- Robert Mugabe
- Directed by: Shrenik Rao
- Release date: October 2010;
- Running time: 60 minutes
- Countries: India, Zimbabwe, UK
- Language: English

= Mugabe's Zimbabwe =

Mugabe's Zimbabwe is a 2010 documentary film directed by Shrenik Rao.

==Synopsis==
The film narrates the story of Zimbabwe under three decades of Robert Mugabe’s rule as the President of Zimbabwe. The story focuses on how Zimbabwe, from its successful independence, under Robert Mugabe’s rule collapsed dramatically.

The film features exclusive interviews with the Vice-President of Zimbabwe Ms. Joyce Mujuru, the Governor of Reserve Bank of Zimbabwe - Dr. Gideon Gono, Mr. Joseph Msika, the second Vice-president of Zimbabwe, Ms. Clare Short (British Secretary of State for International Development (1997–2003), Professor Arthur Mutambara (Deputy prime Minister of Zimbabwe (2009–2013) and Leader of the Opposition Party Movement for Democratic Change and Archbishop Pius Ncube (Former Archbishop of Bulawayo Zimbabwe), a political refugee.

==Reception==

Mugabe’s Zimbabwe was taken up for world-wide distribution by TVF International and was featured as one of the 'Hot Picks of 2011' by Real Screen at Cannes. The film was critically acclaimed by media across the world.

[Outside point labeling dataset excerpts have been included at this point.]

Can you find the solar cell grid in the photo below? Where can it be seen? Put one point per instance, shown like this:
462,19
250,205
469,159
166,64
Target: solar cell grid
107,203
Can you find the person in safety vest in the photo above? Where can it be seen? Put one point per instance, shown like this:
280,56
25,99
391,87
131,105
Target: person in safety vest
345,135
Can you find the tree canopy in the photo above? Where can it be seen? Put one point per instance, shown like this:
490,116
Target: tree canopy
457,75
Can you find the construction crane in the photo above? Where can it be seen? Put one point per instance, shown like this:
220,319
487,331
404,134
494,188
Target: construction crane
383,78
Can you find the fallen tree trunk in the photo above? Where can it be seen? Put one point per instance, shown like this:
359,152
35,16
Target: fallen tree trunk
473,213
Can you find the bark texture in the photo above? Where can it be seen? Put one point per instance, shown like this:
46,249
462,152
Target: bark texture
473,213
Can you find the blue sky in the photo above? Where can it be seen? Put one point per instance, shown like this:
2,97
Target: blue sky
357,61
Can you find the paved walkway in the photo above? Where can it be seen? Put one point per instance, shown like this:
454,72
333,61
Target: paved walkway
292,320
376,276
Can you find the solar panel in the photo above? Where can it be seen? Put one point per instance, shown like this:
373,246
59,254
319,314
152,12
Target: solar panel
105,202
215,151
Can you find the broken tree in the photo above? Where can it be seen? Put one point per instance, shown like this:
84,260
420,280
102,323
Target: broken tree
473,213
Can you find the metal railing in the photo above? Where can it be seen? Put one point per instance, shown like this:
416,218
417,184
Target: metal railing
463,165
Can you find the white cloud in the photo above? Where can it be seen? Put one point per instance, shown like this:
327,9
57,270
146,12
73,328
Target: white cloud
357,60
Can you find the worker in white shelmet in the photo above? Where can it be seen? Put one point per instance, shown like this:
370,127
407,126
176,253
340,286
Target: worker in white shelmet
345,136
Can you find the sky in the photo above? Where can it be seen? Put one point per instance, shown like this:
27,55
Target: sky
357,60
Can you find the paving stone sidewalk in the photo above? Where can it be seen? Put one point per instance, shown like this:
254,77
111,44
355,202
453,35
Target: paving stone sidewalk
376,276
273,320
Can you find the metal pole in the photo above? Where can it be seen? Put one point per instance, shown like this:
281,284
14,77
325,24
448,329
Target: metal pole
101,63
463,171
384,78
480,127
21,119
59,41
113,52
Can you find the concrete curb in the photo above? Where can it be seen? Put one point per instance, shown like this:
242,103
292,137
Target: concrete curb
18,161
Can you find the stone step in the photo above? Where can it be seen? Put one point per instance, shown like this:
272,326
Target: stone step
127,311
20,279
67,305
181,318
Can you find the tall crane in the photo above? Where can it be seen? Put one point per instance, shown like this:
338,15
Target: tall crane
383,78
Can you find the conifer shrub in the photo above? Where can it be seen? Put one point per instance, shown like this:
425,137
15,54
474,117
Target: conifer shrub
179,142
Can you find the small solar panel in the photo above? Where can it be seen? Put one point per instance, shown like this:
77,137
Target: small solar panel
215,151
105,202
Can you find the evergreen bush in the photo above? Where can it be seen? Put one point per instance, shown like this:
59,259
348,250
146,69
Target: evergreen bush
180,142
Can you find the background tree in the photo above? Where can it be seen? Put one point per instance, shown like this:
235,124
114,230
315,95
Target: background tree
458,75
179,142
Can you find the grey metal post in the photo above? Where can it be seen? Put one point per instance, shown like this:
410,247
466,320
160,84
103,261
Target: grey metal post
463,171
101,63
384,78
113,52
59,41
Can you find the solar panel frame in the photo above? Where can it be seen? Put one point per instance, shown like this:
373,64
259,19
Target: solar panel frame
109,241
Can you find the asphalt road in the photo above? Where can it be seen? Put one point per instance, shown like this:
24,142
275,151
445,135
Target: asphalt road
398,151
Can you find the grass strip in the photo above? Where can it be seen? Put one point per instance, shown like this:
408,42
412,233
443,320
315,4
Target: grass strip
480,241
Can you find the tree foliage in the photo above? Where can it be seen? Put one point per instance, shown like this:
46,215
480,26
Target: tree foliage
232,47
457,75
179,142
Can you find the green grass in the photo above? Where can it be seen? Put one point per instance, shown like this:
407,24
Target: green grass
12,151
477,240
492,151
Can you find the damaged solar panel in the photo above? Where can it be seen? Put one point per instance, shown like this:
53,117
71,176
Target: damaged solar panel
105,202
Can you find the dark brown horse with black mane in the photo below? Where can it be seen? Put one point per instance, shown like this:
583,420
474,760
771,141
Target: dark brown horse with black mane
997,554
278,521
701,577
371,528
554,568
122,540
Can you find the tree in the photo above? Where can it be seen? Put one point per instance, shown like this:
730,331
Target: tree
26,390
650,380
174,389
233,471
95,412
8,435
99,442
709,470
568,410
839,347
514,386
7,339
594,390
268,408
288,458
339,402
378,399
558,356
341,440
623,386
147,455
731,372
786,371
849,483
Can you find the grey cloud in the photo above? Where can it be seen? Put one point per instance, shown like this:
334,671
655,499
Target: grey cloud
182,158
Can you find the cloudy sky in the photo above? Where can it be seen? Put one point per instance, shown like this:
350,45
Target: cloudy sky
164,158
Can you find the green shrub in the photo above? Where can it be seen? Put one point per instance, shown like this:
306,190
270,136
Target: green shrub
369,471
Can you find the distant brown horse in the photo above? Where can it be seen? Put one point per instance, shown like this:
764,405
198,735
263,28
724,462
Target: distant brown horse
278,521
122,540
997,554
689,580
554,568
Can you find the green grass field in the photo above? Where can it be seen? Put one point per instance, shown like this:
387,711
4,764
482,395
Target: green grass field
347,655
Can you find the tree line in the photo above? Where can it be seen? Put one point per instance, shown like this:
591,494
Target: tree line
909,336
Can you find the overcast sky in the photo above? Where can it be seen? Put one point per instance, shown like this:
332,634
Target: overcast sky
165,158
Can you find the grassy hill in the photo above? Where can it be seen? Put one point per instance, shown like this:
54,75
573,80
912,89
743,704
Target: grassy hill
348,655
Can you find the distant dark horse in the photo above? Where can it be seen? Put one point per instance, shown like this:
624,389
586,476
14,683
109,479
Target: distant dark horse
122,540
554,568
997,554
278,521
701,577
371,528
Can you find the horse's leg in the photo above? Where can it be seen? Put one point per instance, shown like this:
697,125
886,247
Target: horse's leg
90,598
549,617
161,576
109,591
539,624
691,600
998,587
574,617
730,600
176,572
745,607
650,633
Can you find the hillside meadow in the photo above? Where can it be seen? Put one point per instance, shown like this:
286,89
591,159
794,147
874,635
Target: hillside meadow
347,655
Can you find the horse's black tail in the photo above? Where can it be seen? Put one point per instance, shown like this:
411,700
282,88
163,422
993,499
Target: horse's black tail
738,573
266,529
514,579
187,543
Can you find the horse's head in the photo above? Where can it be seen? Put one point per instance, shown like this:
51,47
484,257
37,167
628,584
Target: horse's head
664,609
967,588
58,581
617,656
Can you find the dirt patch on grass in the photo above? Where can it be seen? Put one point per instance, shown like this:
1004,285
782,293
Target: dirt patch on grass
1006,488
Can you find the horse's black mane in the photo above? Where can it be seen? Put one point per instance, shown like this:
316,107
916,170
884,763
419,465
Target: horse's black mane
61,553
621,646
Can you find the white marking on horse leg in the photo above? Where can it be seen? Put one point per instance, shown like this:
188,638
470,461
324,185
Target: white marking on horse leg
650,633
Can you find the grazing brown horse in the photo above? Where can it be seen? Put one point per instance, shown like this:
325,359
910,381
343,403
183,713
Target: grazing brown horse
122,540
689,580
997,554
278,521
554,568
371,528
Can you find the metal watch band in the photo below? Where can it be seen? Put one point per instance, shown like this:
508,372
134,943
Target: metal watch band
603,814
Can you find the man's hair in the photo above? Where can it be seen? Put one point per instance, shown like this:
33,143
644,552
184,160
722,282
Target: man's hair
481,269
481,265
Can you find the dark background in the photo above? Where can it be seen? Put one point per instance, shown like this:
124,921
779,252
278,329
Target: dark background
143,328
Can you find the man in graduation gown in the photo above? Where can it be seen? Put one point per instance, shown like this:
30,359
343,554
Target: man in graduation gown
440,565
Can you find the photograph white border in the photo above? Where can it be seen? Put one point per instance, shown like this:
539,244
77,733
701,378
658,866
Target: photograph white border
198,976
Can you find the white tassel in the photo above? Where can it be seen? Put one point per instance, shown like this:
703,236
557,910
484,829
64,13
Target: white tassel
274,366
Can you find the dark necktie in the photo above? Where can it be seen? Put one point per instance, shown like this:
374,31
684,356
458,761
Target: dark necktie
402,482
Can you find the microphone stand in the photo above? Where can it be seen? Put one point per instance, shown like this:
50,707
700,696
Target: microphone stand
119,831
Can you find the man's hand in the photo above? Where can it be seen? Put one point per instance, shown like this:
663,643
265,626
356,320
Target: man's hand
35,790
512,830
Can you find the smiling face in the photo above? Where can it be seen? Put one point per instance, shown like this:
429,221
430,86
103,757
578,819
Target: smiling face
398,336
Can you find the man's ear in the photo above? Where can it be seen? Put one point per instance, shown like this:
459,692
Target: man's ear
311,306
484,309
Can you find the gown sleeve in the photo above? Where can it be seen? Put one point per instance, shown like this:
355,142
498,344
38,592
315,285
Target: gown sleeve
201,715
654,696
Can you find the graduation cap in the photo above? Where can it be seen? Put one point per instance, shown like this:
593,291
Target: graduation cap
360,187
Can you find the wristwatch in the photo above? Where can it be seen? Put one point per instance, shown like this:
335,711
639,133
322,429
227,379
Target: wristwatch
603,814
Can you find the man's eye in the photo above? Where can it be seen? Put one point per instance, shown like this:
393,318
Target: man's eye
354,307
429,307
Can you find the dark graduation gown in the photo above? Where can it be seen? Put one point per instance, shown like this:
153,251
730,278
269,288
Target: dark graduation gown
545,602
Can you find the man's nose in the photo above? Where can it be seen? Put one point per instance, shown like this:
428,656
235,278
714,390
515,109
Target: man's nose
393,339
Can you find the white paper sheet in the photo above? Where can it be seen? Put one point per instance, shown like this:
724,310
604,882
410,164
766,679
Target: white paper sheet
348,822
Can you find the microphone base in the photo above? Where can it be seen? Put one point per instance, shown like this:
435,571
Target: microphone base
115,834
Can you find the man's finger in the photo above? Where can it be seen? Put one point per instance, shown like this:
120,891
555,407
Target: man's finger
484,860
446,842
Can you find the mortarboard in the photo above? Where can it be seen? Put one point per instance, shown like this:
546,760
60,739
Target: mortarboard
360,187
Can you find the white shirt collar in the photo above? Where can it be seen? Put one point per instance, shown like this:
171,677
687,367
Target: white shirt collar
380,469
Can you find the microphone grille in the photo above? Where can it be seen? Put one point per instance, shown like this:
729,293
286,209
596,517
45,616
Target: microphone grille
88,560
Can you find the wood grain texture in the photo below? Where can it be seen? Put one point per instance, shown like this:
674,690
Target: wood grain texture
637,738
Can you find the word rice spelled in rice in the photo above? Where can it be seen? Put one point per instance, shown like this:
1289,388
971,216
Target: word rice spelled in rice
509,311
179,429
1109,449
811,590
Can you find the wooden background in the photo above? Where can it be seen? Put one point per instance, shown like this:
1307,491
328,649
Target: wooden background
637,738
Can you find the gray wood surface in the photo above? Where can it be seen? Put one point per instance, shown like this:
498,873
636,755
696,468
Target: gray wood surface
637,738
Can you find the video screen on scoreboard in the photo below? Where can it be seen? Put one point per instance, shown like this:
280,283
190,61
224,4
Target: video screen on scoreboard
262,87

 Pulitzer Prize–winning journalist Barry Bearak of the New York Times said that 'the film seems a primer to the situation, something of value especially to those not yet familiar with Zimbabwe and its recent
history'.
It has been licensed on several media platforms and aired on Television networks across the world.
The film has been translated to 18 languages.